Its a different world in the Northeast, the Midwest, the Great Lakes, the Plains states, the Northwest and the far West. It seems to me that the NAMB focus ought to be outside the Deep South – where SBC churches abound.
2) Ezell and NAMB need to work to assure state conventions in New Work areas (and other areas as well) that they do not hold the state conventions in disdain and disregard.
State convention work in New Work states is dependent on NAMB funding to keep going. There is a general sense up here that NAMB wants to bypass cooperation with state conventions and fly solo in new-work states.
If Ezell and NAMB intend to work with the conventions in partnership and cooperation, they need to say so.
Are things going to change? Of course. They will and they probably should. But at least NAMB could assure state conventions that they are going to work in partnership with them.
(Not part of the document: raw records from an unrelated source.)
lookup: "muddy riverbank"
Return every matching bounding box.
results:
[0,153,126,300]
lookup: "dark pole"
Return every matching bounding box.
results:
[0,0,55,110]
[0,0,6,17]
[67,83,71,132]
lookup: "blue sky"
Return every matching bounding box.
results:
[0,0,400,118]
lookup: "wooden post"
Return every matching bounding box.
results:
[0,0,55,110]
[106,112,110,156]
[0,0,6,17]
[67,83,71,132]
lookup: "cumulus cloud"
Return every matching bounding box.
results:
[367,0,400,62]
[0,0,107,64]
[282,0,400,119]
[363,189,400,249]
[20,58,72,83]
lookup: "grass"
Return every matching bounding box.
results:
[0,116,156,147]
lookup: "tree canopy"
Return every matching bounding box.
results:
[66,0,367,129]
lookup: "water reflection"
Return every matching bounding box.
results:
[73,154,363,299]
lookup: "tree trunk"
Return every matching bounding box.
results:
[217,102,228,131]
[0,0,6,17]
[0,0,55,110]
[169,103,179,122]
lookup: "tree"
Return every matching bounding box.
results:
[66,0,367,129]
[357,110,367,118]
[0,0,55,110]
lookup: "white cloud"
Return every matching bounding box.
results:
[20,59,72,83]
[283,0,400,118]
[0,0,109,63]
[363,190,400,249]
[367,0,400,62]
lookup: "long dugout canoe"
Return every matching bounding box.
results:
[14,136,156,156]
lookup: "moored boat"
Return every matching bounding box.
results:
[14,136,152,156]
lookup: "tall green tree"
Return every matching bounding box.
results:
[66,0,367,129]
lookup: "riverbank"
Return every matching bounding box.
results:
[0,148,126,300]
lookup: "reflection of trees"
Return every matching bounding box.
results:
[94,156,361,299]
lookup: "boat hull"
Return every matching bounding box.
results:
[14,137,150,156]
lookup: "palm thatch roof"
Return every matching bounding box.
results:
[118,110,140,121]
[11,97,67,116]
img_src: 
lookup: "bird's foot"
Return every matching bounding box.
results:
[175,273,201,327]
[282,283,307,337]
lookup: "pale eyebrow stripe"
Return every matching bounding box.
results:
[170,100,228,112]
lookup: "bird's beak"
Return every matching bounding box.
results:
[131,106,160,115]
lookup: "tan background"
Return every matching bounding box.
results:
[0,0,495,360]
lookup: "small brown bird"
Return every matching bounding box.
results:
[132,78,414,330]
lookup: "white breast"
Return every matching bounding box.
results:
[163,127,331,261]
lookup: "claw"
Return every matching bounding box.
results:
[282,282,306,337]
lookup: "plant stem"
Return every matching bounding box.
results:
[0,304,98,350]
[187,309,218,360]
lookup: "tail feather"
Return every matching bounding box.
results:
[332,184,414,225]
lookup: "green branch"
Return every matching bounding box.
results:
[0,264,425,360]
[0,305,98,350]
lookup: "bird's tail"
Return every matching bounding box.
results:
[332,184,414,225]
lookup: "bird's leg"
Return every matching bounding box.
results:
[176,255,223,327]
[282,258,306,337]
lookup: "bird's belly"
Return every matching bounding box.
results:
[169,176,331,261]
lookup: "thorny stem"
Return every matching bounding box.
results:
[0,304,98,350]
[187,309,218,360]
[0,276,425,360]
3) I hope and pray that Dr. Ezell will be a new leader in convention openness. Where secrecy abounds, so does distrust.
Much of the negativity in yesterday’s comment stream focused on the tendency toward secrecy today. It is counter-productive and creates a climate of distrust.
Trust the people. Tell the people.
Your Turn
What do you think Kevin Ezell needs to do at NAMB? Let’s pretend he is going to read this and tell him what we think needs to happen.